From me you will hear no urge to reform the Treaties. I work with the Treaties as they stand, as they have been ratified by all the Parliaments in Europe, that is our constitution for the ECB. That Treaty gives us the single mandate, the primary mandate of maintaining price stability, and we take our decisions based exclusively on an analysis of euro area wide developments, and not in a comparison with whatever national central bank elsewhere in the world, whatsoever.

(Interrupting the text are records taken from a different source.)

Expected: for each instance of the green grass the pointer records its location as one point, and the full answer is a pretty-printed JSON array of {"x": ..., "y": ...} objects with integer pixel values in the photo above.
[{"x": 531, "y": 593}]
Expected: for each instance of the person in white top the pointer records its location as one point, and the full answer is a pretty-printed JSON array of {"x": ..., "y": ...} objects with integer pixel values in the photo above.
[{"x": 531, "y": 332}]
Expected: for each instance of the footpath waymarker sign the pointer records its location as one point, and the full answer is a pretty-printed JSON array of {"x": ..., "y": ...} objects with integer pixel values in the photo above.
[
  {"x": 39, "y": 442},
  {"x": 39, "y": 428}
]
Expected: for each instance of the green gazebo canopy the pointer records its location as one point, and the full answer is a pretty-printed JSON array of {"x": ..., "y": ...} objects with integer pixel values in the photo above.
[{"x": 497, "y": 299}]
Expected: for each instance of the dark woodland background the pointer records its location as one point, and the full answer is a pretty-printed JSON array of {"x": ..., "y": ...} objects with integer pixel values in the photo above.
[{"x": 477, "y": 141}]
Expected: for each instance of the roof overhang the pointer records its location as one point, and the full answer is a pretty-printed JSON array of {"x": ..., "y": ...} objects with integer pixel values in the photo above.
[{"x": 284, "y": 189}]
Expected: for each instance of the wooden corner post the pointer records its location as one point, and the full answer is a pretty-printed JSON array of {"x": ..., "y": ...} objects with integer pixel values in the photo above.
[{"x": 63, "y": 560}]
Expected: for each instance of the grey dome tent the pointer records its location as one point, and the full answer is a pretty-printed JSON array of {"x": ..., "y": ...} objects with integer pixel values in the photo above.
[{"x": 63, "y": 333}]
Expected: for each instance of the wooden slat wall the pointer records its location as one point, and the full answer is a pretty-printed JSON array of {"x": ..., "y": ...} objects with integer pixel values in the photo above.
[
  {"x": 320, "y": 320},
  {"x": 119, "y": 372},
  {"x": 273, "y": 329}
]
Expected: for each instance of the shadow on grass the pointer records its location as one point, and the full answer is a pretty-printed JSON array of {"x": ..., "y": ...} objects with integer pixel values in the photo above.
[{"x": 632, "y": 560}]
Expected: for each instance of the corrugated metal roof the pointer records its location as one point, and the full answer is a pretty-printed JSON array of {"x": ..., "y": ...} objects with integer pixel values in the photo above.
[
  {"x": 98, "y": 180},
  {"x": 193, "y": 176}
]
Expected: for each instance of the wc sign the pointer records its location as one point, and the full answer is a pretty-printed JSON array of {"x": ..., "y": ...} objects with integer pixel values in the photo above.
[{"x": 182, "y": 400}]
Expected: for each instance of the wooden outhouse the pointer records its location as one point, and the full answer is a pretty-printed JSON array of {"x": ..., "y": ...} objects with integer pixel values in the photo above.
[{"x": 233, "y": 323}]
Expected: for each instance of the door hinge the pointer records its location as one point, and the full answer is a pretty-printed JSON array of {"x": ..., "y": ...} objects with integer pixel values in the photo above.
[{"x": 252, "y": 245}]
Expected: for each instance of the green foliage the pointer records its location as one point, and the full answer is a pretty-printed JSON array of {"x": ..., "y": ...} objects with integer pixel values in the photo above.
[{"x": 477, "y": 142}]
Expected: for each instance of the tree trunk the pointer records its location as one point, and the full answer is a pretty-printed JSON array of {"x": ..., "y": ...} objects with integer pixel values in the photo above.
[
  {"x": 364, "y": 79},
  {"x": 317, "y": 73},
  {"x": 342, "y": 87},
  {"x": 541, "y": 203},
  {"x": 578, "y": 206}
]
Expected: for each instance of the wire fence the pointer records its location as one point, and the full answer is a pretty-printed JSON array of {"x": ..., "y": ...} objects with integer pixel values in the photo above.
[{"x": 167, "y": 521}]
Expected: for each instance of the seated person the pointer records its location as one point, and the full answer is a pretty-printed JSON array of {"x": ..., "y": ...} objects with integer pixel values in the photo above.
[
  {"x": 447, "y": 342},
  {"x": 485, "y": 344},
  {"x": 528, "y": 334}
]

Chairman, Mrs Randzio-Plath (PES/D):

Mr Duisenberg, my final question looks at the instability and volatility of the financial markets and your monetary policy. If we look at the international financial markets we can see that they are moving further away from the goods and services market, and I wonder whether the financial policy can really influence growth and employment, or is the dominance of the financial markets really what sets the tone? I think we should also say that the American interest rate policy seems to look more at the assets market than the growth and employment levels in the country, so is there a danger in that for monetary policy, and should we perhaps rethink the store that we put by monetary policy?

Mr Duisenberg:

It is true Madam Chairman, that it is simply a fact of life that developments on financial markets are increasingly having an impact on exchange rate development, much more than was the case say, 20 or 30 years ago. But we have to take that in our stride, that is how markets develop, and that is how their impact develops. As far as assets prices are concerned, I can only comment on what we do with it, that is, and not on what other monetary authorities do with them or the degree to which they are influenced by them. For us, developments on the stock markets, equity prices, are one of the range of indicators we take into account under our second pillar of the monetary policy strategy. Only one, not an unimportant one, but there are many more that we look at simultaneously.

Chairman, Mrs Randzio-Plath (PES/D):

Mr Duisenberg, let me thank you most sincerely for today's monetary dialogue, and we wish the European Central Bank not only to have the wherewithal to fulfil its monetary policy, but we also wish you good luck on this path, and we are looking forward to our debate on the annual report from the European Central Bank. Thank you very much.